Operations Leadership & Service Ownership
- Lead, manage, and develop a team of approximately 12 operations staff (Shift Leads and L1 Engineers).
- Own day-to-day service delivery for GPU infrastructure and supporting platforms.
- Be accountable for customer-facing SLA performance.
- Establish a culture of operational excellence, accountability, and ownership.
- Ensure operations are executed consistently across all shifts.
Incident, SLA & Service Governance
- Own incident management, major incident management, change management, and problem management processes.
- Ensure correct incident prioritization, escalation, and resolution.
- Track SLA performance and breach risk, and drive mitigation actions.
- Lead post-incident reviews and corrective action tracking.
- Ensure shift handovers, on-call coverage, and escalation models are robust.
ITSM, Automation & Operational Visibility
- Own Jira Service Management operating model.
- Define and enforce ticket lifecycle standards and data quality.
- Drive automation of workflows, approvals, and notifications.
- Define and maintain operational dashboards for leadership visibility.
- Ensure ITSM data is accurate and reliable.
Customer, Vendor, & Compliance
- Act as primary operational contact for customers on service-related matters.
- Drive professional, timely, and transparent customer communication.
- Own operational engagement with GPU, fabric, rack, and DC facility vendors.
Requirements;
- Bachelor’s degree in Computer Science, Information Technology, Electrical Engineering, or a related field.
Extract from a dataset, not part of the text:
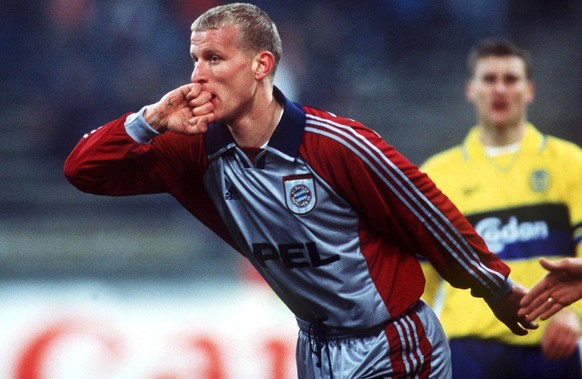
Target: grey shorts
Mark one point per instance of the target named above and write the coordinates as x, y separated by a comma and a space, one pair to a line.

Equivalent practical experience will be considered.
- 10+ years of experience in IT infrastructure or data center operations.
- 5+ years leading operations teams in 24x7 environments.
- Strong ITSM and service management background.
- Experience owning SLAs and service delivery.
- Experience with Jira Service Management or similar.
- Familiarity with GPU platforms AI / HPC environments.
- Proven experience designing, documenting, and implementing operational processes, SOPs, runbooks, and operational policies.
- Strong people leadership, communication, and stakeholder management skills.
Job Type: Permanent
Pay: RM10,000.00 - RM18,000.00 per month
Application Question(s):
- Do you have experience with GPU platforms AI / HPC environments?
Experience:
- Data Centre Operations: 3 years (Required)
- ITSM Operation: 5 years (Required)
Work Location: In person